In Japan the Pharmaceutical Affairs Law (PAL) permits individual import of both approved and unapproved drugs, as long as you have a prescription from Japanese physician.

Should we expect the Tamiflu to crash this winter the previous individual import record of Thalidomide (reportedly about 500,000 tablets were imported before the approval)?

Tamiflu is sold in Japan in two formulations: 75 mg capsules and 3% dry syrup, as the cost for 1-day treatment is 727.4 Yen for capsules and 1,392.5 Yen for the syrup. 

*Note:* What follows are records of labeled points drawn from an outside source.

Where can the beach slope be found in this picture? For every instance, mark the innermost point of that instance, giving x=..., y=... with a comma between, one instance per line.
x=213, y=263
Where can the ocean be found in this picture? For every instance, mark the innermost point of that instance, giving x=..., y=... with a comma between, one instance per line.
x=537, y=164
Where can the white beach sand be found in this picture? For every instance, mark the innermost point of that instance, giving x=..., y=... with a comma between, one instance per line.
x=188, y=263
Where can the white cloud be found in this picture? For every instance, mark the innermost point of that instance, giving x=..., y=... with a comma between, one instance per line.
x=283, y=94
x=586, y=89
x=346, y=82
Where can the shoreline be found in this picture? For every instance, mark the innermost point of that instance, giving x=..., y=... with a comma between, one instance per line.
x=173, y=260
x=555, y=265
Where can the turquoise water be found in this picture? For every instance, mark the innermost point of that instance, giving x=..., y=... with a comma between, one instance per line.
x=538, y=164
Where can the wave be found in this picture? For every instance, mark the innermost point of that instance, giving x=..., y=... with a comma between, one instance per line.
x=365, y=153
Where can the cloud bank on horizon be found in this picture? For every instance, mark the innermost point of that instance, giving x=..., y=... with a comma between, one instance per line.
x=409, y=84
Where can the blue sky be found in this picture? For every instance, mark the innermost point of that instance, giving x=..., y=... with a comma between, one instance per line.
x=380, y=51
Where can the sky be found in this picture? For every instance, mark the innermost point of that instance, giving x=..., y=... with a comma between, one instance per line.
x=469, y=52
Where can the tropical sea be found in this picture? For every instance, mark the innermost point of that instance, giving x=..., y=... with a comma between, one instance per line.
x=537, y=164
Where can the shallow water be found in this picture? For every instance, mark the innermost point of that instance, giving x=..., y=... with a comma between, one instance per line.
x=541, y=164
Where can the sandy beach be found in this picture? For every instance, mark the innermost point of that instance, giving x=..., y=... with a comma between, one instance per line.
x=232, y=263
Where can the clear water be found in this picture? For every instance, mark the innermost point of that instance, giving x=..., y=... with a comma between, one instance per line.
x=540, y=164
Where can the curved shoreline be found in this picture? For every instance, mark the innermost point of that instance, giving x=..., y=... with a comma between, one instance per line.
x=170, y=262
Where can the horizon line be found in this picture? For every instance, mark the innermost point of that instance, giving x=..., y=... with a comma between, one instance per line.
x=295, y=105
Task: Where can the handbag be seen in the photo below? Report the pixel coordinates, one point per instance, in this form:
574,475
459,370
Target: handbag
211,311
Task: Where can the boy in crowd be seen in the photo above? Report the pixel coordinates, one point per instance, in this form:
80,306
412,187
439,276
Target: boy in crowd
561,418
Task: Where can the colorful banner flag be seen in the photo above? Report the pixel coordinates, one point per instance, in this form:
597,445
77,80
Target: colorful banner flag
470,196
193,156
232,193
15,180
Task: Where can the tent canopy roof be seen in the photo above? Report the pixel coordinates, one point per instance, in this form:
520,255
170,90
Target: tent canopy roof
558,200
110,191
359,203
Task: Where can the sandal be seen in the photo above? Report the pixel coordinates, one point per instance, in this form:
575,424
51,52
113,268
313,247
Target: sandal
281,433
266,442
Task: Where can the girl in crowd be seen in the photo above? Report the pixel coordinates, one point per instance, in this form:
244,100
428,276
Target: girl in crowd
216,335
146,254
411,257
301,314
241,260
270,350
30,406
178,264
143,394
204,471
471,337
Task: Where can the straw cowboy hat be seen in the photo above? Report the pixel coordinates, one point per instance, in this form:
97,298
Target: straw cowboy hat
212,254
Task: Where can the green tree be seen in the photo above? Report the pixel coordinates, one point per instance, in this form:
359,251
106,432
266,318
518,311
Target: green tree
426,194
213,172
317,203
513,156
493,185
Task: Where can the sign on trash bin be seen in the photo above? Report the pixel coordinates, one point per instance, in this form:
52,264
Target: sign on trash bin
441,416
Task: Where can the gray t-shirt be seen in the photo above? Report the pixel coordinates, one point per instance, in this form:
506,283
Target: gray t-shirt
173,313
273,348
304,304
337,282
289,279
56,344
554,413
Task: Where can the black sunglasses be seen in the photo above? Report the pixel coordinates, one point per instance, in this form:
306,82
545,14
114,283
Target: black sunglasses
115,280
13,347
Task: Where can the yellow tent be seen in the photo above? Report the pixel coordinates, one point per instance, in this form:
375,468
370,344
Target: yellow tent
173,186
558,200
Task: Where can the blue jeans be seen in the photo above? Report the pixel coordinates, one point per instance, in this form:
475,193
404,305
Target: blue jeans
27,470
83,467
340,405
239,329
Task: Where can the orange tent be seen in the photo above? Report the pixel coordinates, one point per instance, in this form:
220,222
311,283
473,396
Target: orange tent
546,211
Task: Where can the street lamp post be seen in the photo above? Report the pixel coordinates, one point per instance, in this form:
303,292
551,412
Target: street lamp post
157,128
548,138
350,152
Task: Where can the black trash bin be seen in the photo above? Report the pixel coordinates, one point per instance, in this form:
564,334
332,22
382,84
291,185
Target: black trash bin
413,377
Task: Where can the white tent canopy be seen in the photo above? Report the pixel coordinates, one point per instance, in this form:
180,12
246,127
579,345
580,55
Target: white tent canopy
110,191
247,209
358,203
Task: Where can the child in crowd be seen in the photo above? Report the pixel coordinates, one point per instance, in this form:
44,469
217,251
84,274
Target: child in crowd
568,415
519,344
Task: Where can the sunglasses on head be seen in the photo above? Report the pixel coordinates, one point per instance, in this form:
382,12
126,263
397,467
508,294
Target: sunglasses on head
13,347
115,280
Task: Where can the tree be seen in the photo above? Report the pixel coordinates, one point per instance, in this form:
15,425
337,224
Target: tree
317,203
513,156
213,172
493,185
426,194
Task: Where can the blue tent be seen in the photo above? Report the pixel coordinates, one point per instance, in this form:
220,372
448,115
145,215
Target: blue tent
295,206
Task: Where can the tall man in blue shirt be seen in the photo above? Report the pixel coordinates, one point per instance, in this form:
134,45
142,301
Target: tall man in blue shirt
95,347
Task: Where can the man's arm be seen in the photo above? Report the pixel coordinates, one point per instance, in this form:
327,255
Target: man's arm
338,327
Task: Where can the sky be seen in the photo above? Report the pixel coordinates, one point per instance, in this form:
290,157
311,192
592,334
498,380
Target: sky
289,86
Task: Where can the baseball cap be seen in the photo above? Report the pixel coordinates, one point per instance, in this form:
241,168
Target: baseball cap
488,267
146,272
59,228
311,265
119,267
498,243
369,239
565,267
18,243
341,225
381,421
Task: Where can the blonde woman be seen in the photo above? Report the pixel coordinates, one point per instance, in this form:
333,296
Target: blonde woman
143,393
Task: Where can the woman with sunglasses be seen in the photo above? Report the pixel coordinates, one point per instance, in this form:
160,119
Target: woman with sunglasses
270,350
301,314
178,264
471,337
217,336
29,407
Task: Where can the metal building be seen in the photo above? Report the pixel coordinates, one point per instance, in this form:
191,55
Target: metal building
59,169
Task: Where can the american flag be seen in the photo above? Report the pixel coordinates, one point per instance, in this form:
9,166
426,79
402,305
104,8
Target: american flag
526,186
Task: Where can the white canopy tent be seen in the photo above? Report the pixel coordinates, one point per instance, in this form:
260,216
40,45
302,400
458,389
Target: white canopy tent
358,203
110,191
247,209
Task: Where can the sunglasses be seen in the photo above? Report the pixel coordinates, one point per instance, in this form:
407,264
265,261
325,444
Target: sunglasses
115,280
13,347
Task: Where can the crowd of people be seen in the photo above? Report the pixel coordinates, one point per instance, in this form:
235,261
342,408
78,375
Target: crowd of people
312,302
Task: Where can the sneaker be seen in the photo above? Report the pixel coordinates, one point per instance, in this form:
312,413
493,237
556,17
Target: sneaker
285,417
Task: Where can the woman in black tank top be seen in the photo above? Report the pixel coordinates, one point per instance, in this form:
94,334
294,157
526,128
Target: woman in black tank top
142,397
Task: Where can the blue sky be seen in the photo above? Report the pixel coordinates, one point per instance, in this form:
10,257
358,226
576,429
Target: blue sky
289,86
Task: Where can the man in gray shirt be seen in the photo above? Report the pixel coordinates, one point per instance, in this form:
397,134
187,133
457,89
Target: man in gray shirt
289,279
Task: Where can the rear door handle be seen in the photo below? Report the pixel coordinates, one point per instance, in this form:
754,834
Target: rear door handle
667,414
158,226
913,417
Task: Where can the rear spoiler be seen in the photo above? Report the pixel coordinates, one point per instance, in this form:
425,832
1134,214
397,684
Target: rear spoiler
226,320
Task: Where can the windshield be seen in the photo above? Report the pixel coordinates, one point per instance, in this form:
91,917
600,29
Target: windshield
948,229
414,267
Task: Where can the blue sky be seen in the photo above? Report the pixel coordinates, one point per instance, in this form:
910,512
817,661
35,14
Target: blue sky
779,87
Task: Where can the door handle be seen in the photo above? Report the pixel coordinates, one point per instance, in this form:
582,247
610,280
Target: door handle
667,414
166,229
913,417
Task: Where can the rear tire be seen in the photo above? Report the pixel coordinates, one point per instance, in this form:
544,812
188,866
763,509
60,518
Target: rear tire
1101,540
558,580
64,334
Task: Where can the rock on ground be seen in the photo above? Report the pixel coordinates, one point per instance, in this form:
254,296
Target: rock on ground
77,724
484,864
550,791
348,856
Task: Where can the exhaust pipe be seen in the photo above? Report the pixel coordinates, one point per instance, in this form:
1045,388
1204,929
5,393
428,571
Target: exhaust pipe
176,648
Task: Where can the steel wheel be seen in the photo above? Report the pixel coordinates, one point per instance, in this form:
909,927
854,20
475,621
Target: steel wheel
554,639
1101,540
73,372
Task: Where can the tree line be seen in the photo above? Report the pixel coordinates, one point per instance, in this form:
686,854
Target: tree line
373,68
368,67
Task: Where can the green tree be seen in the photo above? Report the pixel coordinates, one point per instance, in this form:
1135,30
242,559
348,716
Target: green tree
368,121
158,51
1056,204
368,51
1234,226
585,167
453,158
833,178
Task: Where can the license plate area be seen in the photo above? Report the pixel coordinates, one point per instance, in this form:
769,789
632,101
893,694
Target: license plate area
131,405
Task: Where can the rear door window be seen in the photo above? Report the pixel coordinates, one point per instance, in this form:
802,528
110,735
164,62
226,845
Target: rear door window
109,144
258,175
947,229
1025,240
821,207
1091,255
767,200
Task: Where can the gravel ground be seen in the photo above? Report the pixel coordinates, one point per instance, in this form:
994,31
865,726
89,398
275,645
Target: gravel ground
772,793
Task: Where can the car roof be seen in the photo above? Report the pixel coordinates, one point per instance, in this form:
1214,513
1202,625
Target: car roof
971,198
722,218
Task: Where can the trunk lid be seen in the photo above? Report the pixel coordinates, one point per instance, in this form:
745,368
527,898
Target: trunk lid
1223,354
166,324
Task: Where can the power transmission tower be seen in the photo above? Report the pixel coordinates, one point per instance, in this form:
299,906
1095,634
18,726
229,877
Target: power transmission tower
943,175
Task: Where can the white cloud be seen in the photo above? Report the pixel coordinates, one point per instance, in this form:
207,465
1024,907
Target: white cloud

Reported below in Yomiuri Shimbun:



Shortages push Tamiflu prices up 10-fold


Online purchases have depleted stocks. One agent offers 10 capsules of Tamiflu, or oseltamivir, imported from the United States for 30,000 yen, excluding shipping charges. "One U.S. company recently told us the price had risen to more than 300 dollars. We need to raise ours to 38,000 yen just to show a profit," the company’s president said. According to the company, which has acted as an import agent for six years, demand for Tamiflu remained low until last year when 10 capsules could be obtained for 8,000 yen. The government in 2001 designated the drug to be covered by national health insurance.

Purchase orders for Tamiflu surged early this month following an increase in news reports on the spread of a new type of influenza and the government’s announcement of its plan to further stockpile the flu-fighting drug. The company received orders for about 20 sets in the past week. Another agent, which offers Tamiflu for 25,000 yen, said it was out of stock and had a waiting list of about 100 people.

Chugai Pharmaceutical Co., which imports and markets Tamiflu, prices the drug at 363.7 yen per capsule. A dosage of two capsules a day is normally recommended for five days, and a set of 10 capsules is offered at 3,637 yen. Insurance coverage reduces the price to about 1,100 yen, but it requires a doctor’s prescription, which increases to the total cost to about 3,000 yen.

(Nov. 24, 2005)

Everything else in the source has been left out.